In the neurology ward of Hunan Children's Hospital, Wu Liwen, deputy director of the department and deputy chief physician, is doing muscle strength examination for fiber fiber.
Kang Qingyun (left), deputy chief physician of the Department of Neurology, and Liu Shulei (right), attending physician, injected Nocinasan sodium injection into a 4-year-old and 6-month-old girl with spinal muscular dystrophy.
Red Net Moment January 4 news (reporter Liu Dan correspondent Yao Jiaqi Xu Li) "Thanks to the good policies of the country, my children have hope!" On the morning of January 4, Ms. He from Xinhua County, Loudi City, rushed to Hunan Provincial Children's Hospital for prepaid diagnosis and treatment with her two-and-a-half-year-old daughter Fibrous Fiber (pseudonym) who suffered from spinal muscular atrophy (SMA for short). With the official implementation of the new version of the national medical insurance catalogue on January 1 this year, the original 700,000 injections of "sky-high" treatment drugs dropped to about 33,000 yuan, giving Ms.
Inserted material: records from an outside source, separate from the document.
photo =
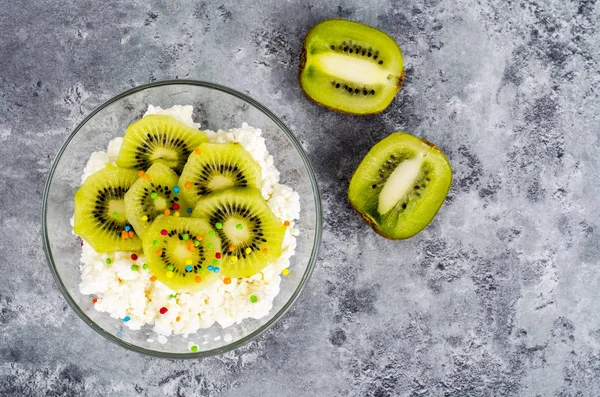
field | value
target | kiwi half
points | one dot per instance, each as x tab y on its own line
158	139
251	235
182	252
100	217
350	67
400	185
151	195
218	166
He's family a new hope, and fiber fiber also became one of the first children to receive injection treatment in the hospital.
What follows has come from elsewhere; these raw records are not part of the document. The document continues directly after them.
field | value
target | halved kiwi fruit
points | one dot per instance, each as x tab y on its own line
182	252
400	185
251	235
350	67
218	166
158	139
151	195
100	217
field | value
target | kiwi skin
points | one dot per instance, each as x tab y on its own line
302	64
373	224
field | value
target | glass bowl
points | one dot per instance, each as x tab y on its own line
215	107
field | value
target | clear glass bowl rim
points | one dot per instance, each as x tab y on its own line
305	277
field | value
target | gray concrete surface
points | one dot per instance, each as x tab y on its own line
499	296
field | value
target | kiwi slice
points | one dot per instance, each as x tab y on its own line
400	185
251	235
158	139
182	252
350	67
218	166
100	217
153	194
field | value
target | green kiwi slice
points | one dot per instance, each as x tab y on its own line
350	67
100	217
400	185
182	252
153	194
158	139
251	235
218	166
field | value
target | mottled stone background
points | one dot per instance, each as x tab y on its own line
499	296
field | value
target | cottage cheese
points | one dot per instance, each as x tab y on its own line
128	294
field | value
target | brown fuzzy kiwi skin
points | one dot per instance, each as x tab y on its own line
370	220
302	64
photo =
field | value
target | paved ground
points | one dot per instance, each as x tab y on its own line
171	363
"When the child was seven or eight months old, he couldn't climb, he thought it was just a little slower than others, and then he still couldn't do it when he was more than a year old, and he took it to the hospital for examination to find that it was this disease, and our whole family was confused, and we didn't know why this kind of thing happened to us." Ms. Ho's eyes lit up with tears. The daughter, who had just turned two and a half years old, was diagnosed with spinal muscular dystrophy type II at the age of one year and seven months. Because of the high price of drugs, he has been unable to treat his daughter after diagnosis. "Kids often say mom I want to walk, I want to go to kindergarten. But before I didn't dare to think about it, I was really excited to hear that the price reduction was really exciting, that is, I felt saved! There is hope! ”
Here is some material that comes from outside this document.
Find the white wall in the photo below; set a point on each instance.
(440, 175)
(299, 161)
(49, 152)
At the beginning of December 2021, the National Medical Insurance Bureau announced 74 new drugs into medical insurance, and China's first imported drug approved for the treatment of spinal muscular dystrophy , Nosinasso Naoline Injection , suffered a "soul bargain", and finally entered the new version of the medical insurance drug catalog with a "floor price" of 33,000 yuan per needle. On the morning of January 4, 2022, nine children with spinal muscular dystrophy like fibrosis came to Hunan Children's Hospital to make an appointment for treatment, and they will also become the first batch of patients to receive injections after the drug is included in medical insurance.
Wu Liwen, deputy director and deputy chief physician of the Department of Neurology of Hunan Children's Hospital, introduced that spinal muscular atrophy, also known as SMA, is a type of disease caused by degeneration of motor neurons in the anterior horn of the spinal cord, resulting in muscle weakness and muscle atrophy. It is an autosomal recessive disease, and SMA is divided into 4 types from heavy to mild according to the age of onset and clinical course of the patient. As the disease progresses, muscle weakness can further lead to abnormalities in the skeletal, respiratory, digestive, and other systems, with respiratory failure being the most common cause of death.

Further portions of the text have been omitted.